Tesla shorts are having a much, much better year than in 2020
Those betting against Tesla shares are doing very well so far in 2021, following a disastrous 2020, as shares have lost about a third of their value over the last four months. There just are fewer people shorting the stock this time around.
Investors who want to bet on a stock dropping in value will do what is known as shorting the shares. Sometimes they do that by buying what is known as a “put option,” which give investors the right to sell a stock at a specified price.
While shorting a stock pays off if the stock price falls, it can cause unlimited losses if the stock price climbs. And in 2020, when Tesla shares soared 743%, it resulted in unprecedented $40 billion in losses for those shorts, according to analysis by S3 Partners.
But so far this year the Tesla shorts are up $4 billion, at least on paper, according to S3, by far the best performance of short positions on any stock in the market. That’s more than the estimated profit short sellers made on the next four most profitable companies they targeted: chipmaker AMD, Chinese electric vehicle maker Nio, streaming provider Fastly and solar energy company Sunrun.
The short seller’s profits have got to be angering Tesla CEO Elon Musk. While few if any CEOs like investors who short their stock, Musk has waged a long-running and very high-profile feud with Telsa’s shorts.
This past week high-profile short-seller Michael Burry disclosed that he has taken a large short position, holding put options on more than 800,000 Tesla shares, worth about $534 million, as of March 31. Burry became famous in the Michael Lewis book and later the movie made from it, “The Big Short,” for his bets against the housing bubble ahead of the Great Recession
Burry is actually bucking a trend by increasing his short position on Tesla shares. Perhaps surprisingly for a company with more short interest than any other stock, the number of shares being shorted has been falling steadily this year.
S3’s analysis shows Tesla shares worth about $22 billion have been shorted. That’s down 22%, even as the company’s stock price has been steadily falling into bear market territory.
“This year, with the stock price is going down, I was surprised some of the shorts have lost some of their conviction,” said said Ihor Dusaniwsky, managing partner at S3. “It’s been a gradual and steady decline. It’s not really following logic.”
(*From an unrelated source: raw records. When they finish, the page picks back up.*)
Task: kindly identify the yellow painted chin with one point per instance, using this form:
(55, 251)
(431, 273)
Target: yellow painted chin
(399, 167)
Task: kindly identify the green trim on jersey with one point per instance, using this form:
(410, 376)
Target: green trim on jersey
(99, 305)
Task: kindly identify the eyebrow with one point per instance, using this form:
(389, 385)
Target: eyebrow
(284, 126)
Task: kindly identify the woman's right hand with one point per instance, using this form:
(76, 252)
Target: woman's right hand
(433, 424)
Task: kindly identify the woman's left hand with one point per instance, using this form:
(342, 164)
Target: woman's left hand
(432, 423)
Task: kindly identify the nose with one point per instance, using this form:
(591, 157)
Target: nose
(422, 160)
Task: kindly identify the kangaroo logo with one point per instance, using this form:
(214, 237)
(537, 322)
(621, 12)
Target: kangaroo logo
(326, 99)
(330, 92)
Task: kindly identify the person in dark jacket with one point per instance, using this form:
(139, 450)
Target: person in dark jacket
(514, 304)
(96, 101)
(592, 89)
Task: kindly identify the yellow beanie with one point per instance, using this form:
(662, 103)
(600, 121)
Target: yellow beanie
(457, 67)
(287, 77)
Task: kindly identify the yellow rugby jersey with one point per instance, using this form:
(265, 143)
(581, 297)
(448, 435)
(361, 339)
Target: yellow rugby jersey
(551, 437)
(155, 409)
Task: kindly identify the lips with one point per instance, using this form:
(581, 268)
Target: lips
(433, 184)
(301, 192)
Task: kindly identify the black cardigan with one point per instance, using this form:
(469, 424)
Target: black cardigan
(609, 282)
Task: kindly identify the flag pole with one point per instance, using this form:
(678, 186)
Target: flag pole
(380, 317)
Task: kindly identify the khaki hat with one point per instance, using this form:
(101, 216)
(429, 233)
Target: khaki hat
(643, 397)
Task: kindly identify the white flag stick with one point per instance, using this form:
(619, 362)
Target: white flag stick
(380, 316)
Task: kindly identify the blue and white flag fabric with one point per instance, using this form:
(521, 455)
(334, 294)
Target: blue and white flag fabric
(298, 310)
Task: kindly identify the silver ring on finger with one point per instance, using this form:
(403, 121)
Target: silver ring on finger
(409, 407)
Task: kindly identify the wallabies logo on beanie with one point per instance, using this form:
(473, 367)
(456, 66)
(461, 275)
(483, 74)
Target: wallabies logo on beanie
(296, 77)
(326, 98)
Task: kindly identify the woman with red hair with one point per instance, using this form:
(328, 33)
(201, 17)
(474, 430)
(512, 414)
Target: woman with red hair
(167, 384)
Even with the pull-back Tesla remains the most shorted stock. The value of short positions in Tesla is nearly 40% greater than at No. 2 Amazon, and nearly double the value of short positions at No. 3 Microsoft.
The share price decline means some investors who rode the rise in Tesla shares last year are trimming or exiting their positions. One is Scottish fund manager Baillie Gifford & Co., one of Tesla’s largest institutional shareholders, which disclosed in a filing earlier this month that it sold 11.1 million shares of Tesla during the first quarter, on top of 7.4 million shares it sold in the last three months of 2020 — moves that trimmed its holdings by more than half.
And there is growing concern even among Tesla bulls that its shares could be overpriced, said Daniel Ives, tech analyst at Wedbush Securities. Its market value is equal to the value of the world’s five largest automakers ranked by vehicle sales — combined.
Ives still has a $1,000 target price for where he expects shares to be in 12 months. But he said after reports of weak Tesla sales in China in April that investors are nervous about its second quarter profit and sales outlook.
Still, many short investors probably don’t have the stomach to bet against Tesla after their massive losses in 2020, Ives said, even with its recent slide in price and the risks ahead.
“Many shorts are not ready to press their luck with Tesla right now,” Ives said.